It might have been the most significant breach, but it was not the only one launched that day, or any other. According to Lynn, US military and civilian computer networks are probed thousands of times every day and thousands of files have been acquired, including weapons blueprints, operational plans and surveillance data.
“More than 100 foreign intelligence organisations are trying to break into US networks,” he said in the article. “Some governments already have the capacity to disrupt elements of the US information infrastructure.”
The US military has responded by setting up a new cyber command earlier this year, led by a four-star general. Increasingly, other governments around the world are also organising their systems to prepare for the emerging threats. The ITU is tracking at least 136 initiatives by 51 organisations around the world to deal with cyber security.

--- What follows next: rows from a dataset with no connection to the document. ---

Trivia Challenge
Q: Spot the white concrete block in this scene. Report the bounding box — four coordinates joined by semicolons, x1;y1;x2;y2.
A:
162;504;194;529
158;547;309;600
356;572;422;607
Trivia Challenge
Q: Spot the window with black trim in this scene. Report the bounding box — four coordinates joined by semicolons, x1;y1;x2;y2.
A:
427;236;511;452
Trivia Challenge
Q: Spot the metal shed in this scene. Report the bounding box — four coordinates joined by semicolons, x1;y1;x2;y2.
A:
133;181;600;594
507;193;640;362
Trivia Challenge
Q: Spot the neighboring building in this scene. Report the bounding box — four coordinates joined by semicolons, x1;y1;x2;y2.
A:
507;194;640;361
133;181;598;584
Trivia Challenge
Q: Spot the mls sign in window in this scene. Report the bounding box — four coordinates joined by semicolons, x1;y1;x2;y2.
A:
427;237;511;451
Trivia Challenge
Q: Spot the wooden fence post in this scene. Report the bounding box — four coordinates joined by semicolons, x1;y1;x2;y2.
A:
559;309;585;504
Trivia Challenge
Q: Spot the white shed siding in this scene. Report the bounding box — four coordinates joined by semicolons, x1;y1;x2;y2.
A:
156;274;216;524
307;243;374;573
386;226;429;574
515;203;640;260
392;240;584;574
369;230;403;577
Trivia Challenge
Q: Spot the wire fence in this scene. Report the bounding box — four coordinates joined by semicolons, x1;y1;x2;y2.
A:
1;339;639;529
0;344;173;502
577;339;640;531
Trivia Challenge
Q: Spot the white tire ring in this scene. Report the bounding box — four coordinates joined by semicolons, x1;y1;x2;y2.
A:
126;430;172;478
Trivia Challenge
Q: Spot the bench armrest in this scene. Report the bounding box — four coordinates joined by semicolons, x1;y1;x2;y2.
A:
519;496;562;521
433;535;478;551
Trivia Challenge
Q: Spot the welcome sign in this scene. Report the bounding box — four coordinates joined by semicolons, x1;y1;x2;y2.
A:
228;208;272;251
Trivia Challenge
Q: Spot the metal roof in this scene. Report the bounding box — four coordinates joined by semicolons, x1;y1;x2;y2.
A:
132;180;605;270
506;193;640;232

Of those initiatives, 12 are in Arab countries. They include the establishment of national Computer Emergency Response Teams (CERTs) in Oman, Saudi Arabia, Qatar and the UAE, which are designed to safeguard each country’s information and communications systems. On a regional level, the GCC-CERT initiative was launched in June 2008 to provide a framework for regional cooperation in this area.
Beyond the Gulf, Egypt and Tunisia have set up similar bodies and, in January, Morocco put forward a proposal for a National Cybersecurity Management System, which could act as a model for national and regional action to deal with cyber crimes.
“CERTs are a very good defence strategy,” says Ntoko. “It is a defence mechanism which makes you able to respond to threats. In terms of being able to try to reduce the damage that could be inflicted on your network you need to have a CERT.”
One of the key issues that governments will have to come to terms with as they develop such defences is balancing the needs of national security on the one hand with the demands for privacy and free speech on the other.
Leslie Harris, president of the Washington-based Centre for Democracy & Technology, says her organisation would be less critical of the UAE’s policy towards Blackberrys if there were clear checks and balances.
“In the UAE, they’re arguing that they have the right to a ‘back door’ to intercept and inspect all communications,” she says. “What’s lacking is there’s an enormous focus on creating the door for the government to come in and no focus on what is the appropriate legal standard or process for access.”
However, she says it is almost inevitable that more interception will happen in the future. “Anything that you can build surveillance into I think governments are going to increasingly demand surveillance capabilities be built in,” she says. “We’re sort of in an arms race here.”
The potential for friction between governments’ desire to monitor communications and the rights of citizens became particularly apparent in Iran in the wake of the disputed presidential election in June 2009.
Finland-based Nokia-Siemens Networks came in for sustained criticism from members of the European Parliament and others, who accused it of helping the Iranian authorities to crush the opposition movement by providing telecoms surveillance equipment to the mobile networks – an area of the market that the company has since exited.
Since the clampdown, authorities have continued to monitor and suppress the opposition movement, but their tactics are evolving.
“We’ve seen more blocking [of websites], but also more subtle tactics being used by governments,” says Lucie Morillon, head of the new media desk at Paris-based Reporters Without Borders. “In Iran, authorities have been slowing down the bandwidth right before major demonstrations or rallies just to make sure people have a hard time sending out or downloading videos of the protests.
“It is the sort of technical issue that would make you think it is not really censorship but just a temporary problem. States are switching from basic censorship to more subtle controls.”
No matter what they do to protect their own systems or to disrupt the communications of their opponents, however, no government will be entirely successful.
“None of these systems are 100 per cent secure – no system ever will be, it’s impossible,” says Khosla. “Every system has holes in it.”